PostNapisane: So 20:04, 06 sty 2018
przez Maxtor
Witam
Problem rozwiazalem z odpalaniem jesli komus ciezko odpala i trzeba dodac gazu oraz tem silnika idzie na maxa oraz sieci kontrolka to do wymiany jest akumlator u mnie jak bylo tylko lekko na minusie problem byl z odpaleniem po nocy lub jak auto postało dluzej
Pozdrawiam

Re: Kiepsko odpala

PostNapisane: Pn 18:28, 08 sty 2018
przez SALEK
marcin22_1988 napisał(a):Chyba skonczy się na wymieanie przewodu masowego i bedzie z grzywki. Dziękuję za sugestię SALEK! Pozdro i Wesołych!


Po to tu jesteśmy ;)

Warto zmienić przewód. Kilkanaście złotych, kwadrans pracy i przynajmniej wykluczysz jedną z opcji.
Ja zastosowałem taki:
Obrazek

Re: Kiepsko odpala

PostNapisane: Cz 20:29, 25 sty 2018
przez marcin22_1988
Przwody masowe wymieniłem, obydwa.
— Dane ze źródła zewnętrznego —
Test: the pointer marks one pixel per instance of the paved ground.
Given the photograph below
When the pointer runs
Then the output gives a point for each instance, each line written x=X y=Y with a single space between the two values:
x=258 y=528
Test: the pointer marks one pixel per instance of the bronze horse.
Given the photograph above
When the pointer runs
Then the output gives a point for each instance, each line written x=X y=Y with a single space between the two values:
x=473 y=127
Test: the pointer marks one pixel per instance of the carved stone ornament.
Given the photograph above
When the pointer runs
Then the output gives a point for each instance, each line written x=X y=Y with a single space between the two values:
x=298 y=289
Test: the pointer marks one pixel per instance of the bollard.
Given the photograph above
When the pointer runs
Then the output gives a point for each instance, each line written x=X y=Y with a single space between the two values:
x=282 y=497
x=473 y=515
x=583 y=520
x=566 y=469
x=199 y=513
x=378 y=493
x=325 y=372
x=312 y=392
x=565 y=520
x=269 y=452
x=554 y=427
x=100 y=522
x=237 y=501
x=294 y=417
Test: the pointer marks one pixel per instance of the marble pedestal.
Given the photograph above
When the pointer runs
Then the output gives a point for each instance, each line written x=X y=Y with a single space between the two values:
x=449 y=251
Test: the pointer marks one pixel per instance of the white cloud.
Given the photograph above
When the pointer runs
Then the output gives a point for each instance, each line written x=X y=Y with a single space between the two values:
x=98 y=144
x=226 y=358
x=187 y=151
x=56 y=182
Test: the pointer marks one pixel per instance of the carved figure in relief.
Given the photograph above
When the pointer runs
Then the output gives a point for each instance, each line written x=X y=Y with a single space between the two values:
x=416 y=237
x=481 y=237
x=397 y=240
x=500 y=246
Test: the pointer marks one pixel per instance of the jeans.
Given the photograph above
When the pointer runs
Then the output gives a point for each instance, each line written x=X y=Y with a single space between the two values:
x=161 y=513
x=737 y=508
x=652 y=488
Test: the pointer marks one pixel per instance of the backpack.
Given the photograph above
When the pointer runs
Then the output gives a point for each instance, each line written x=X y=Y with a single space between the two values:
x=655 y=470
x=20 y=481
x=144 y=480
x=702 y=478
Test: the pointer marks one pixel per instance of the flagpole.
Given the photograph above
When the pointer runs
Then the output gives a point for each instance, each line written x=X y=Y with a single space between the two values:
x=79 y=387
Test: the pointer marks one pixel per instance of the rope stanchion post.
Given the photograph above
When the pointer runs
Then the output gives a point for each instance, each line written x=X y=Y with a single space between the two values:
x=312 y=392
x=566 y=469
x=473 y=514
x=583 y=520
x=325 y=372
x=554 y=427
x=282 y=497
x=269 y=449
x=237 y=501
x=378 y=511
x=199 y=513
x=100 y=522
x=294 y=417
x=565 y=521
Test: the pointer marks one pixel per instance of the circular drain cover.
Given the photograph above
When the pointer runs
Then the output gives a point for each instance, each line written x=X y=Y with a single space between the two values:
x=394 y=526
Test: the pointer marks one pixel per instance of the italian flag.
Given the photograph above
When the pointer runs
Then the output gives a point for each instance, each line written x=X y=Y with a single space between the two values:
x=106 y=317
I ten miedziany płaski i ten w oplocie. Teraz odpala w kratkę. Raz dobrze dwa razy nie lub na odwrót. Zdarza jej się "zgasnać" przy redukowaniu do 2 i skręcaniu. Już mnie strzela ch**...

Re: Kiepsko odpala

PostNapisane: Cz 23:09, 25 sty 2018
przez Albercik
A może... szukasz nie tam, gdzie trzeba? Ptrzyłeś czy wtyczki przy ECU oraz pompie paliwa nie pośniedziały?

Re: Kiepsko odpala

PostNapisane: N 10:38, 28 sty 2018
przez marcin22_1988
No nie, nie patrzyłem. Jestem trochę zielony więc gdzie ich szukać?